Riggs became the director of an English folk-dance troupe back in 1992, performing at the RenFest. She's performed there every year since.

A few years after joining the RenFest, she met her "counterpart," Cliff, a fellow "Ren geek" whom she had "a very romantic relationship with on weekends only." (More on Cliff later.)

From English folk dancing, Riggs progressed into Bhangra dancing -- a raw version of hip-hop that originated in Punjab, India, near the Pakistan-India border -- and tribal belly dance, which is a far less sexy version of the cabaret-style belly dancing found in local hookah bars.

"I really like the group aspect of tribal belly dance," Riggs says.
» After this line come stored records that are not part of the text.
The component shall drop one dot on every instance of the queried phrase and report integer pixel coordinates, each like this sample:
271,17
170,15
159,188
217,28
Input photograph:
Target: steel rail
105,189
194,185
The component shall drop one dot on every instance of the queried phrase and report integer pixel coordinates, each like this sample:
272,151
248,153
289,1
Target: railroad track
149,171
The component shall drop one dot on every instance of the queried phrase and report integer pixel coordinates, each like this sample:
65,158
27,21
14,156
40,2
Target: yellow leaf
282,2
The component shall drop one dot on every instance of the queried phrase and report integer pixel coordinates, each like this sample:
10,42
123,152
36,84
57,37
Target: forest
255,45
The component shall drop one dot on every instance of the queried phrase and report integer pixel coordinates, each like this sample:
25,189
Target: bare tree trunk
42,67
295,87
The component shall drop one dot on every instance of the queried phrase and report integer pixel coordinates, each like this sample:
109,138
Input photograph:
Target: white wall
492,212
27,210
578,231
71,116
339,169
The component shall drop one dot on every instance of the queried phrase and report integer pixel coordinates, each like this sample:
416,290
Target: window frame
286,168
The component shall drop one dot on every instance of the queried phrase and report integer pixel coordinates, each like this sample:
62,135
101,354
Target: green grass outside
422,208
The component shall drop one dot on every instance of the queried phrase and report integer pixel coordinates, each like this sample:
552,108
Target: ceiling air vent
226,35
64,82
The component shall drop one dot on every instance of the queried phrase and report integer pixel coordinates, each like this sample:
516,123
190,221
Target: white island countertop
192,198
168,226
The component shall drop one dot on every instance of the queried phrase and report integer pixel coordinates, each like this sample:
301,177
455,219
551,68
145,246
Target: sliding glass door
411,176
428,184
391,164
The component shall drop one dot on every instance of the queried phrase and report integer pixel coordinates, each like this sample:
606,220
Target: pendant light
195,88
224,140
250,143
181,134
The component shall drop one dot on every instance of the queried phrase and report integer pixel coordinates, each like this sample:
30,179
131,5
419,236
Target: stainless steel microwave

Tribal belly dance then morphed into Bollywood routines, in which Riggs copycats the choreography of her favorite Hindi films, but with precise attention to details.

Last July she started writing in journals she carried into Harlow's as many as seven days a week, eating said cheeseburgers and chugging Coke (although she's "addicted" to the cherry-flavored variety, which Harlow's does not serve). In those bound notebooks, she made a list of some of her favorite Bollywood flicks, including:

Devdas, which she describes as "a classic tragic love story, India's Romeo & Juliet. "

Kabhi Khushi Kabhie Gham . . . , "about the conflict between traditional arranged marriages and marriages for love."

Dilwale Dulhania Le Jayenge, "the first Bollywood film that really looked at the lives of second-generation Indians living in the U.K. and U.S." (The film ran in Indian theaters for a record nine consecutive years.)

"I wanted to represent the classic Bollywood love story through the most archetypal films in my experience," Riggs says. "What inspires me the most about these films is the sense of bravery in the protagonist, because they have really difficult choices in front of them. Having the courage to go against their only love or their own culture is very inspiring."

Bollywood Love Rules would be a "big show," Riggs recalls thinking, adding that she wanted to "show Bollywood in all its glory." In her journals, Riggs outlined how each scene from different Bollywood films, strung together, would produce one story, adapted for the stage. The cast would lip-synch the Hindi lyrics and mimic the particulars of the choreography.

Those notebooks became a four-inch-thick binder over the following four months, filled with Hindi lyrics for the 12 songs in the show, choreography notes, narration, and the specs on more than 100 costumes, more than half of them eventually made by Riggs herself.

When it came time to cast Bollywood Love Rules, two dozen dancers -- many of them local belly dancers and some of Riggs' students -- showed up for auditions at Domba Studio. Only two didn't make the cut.